“Digging for bait?” Fuller asked pleasantly.

The stranger seemed greatly disconcerted. “Yere, but I don’t find any,” he said.

“Maybe you’re digging too deep?” said Ray. “Anybody tell you that this is the only place to find bait?”

“I ain’t hurtin’ nobody, am I?” asked the man.

“No, but you’re trespassing,” said Fuller quietly. He glanced about, casually inspecting the immediate vicinity. He squinted his eyes at the tree under which they stood. Then he leaned against the tree in an offhand manner.
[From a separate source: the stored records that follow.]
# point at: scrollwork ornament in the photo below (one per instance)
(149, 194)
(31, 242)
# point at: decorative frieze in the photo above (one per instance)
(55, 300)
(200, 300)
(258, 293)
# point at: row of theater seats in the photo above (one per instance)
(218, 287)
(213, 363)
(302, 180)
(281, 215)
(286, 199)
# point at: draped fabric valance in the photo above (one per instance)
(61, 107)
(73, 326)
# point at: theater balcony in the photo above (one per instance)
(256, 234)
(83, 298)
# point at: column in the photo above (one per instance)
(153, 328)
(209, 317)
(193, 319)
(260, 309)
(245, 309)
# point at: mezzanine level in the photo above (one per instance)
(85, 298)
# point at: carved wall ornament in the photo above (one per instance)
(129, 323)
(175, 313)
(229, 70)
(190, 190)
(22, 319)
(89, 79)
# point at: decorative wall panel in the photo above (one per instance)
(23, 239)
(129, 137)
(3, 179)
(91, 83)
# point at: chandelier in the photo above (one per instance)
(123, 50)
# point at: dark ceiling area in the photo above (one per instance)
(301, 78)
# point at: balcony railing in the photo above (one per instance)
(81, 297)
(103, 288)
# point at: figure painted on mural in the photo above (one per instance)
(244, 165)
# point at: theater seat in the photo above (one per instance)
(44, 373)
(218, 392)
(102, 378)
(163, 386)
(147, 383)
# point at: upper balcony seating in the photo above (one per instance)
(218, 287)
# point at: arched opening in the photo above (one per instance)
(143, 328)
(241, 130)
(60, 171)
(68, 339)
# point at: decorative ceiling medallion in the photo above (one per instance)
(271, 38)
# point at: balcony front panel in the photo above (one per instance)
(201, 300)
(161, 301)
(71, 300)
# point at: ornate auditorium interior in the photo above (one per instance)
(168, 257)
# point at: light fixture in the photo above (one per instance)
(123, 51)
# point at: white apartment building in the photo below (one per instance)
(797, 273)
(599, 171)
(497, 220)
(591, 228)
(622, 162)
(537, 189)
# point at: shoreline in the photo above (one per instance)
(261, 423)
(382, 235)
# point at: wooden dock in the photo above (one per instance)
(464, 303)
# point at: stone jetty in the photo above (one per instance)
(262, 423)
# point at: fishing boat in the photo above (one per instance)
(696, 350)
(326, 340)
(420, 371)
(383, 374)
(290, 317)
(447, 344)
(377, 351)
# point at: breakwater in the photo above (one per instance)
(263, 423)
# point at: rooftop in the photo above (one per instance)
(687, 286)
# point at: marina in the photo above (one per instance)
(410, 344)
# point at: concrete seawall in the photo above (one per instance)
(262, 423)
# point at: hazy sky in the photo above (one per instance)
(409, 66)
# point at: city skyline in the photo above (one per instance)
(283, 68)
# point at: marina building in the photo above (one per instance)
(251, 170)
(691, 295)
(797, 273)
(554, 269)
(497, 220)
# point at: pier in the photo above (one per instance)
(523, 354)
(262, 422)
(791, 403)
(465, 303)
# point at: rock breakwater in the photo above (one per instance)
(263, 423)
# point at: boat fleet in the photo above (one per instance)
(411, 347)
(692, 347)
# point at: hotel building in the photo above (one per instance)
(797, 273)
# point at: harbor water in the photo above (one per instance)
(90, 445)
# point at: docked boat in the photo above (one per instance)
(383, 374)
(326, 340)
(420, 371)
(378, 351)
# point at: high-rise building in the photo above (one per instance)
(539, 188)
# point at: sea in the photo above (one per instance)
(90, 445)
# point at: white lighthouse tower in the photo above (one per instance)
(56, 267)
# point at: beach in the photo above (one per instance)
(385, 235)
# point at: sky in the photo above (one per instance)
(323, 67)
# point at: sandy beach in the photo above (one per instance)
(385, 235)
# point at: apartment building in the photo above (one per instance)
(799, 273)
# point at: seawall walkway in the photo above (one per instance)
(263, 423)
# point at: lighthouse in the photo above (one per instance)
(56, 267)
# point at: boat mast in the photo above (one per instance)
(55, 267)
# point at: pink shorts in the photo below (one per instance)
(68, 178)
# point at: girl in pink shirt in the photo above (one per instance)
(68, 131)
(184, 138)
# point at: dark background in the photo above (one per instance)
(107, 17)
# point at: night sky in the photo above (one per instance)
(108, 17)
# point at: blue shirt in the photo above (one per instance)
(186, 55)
“I was wondering whether this nail in the tree meant anything to you,” he asked in a friendly way. Ray fancied that he could catch a certain unexpressed meaning in his friend’s tone. “Sometimes they mark spots where there is good bait,” Fuller said. “You’re a stranger in town, aren’t you?”

“Am I doin’ any harm?” the stranger asked, reaching for his coat that hung on a limb of the tree. Like a flash of lightning, Fuller reached for the coat, quickly went through the pockets in which he found nothing, then flung the coat in the man’s face.
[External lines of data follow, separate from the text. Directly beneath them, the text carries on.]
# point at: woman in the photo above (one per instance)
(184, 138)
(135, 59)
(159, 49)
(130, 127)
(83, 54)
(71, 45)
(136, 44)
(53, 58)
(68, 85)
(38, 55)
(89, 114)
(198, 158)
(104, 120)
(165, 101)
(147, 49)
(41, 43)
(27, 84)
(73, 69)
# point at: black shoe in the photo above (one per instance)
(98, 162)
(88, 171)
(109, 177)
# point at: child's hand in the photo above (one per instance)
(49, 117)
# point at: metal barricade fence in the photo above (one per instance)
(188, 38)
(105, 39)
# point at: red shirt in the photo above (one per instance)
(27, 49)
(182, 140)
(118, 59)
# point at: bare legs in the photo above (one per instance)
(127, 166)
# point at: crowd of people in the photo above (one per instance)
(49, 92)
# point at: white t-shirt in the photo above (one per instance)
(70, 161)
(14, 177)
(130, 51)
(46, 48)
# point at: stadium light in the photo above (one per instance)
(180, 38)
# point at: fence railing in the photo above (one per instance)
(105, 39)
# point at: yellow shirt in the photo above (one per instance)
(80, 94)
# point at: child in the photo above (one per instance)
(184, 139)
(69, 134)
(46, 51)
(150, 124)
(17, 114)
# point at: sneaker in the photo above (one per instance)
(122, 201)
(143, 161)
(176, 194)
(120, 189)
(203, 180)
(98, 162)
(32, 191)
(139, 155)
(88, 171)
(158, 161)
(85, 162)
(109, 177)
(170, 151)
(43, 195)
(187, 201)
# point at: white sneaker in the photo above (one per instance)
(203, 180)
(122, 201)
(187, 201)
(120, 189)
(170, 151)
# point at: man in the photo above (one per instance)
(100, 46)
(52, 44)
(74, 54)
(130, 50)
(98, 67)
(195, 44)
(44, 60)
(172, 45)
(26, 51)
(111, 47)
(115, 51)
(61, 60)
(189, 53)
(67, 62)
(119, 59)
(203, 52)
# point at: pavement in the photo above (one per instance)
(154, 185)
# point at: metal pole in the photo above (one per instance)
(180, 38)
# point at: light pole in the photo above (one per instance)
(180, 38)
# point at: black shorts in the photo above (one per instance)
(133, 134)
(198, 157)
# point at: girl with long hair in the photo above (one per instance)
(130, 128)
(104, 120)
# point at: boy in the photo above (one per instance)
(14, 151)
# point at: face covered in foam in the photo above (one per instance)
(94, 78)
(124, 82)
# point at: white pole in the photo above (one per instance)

“The best thing for you to do is to get out of here double quick,” he said briskly. “You’re either an escaped convict or an ex-convict. Oh, you needn’t be afraid, we haven’t got anything on you. Only if you’re caught here it might be bad for you. If there’s any good fishing bait here we’ll find it. Now get out of here, quick. There’s a freight train leaving about now, and we’re very much obliged to you for calling.”

The stranger hesitated for just a moment. It seemed as if he could not bring himself to go. Then he departed.

He had dug all around the tree; he must have been at work long before Pee-wee saw him. Fuller sat down on the edge of the irregular excavation; the others followed.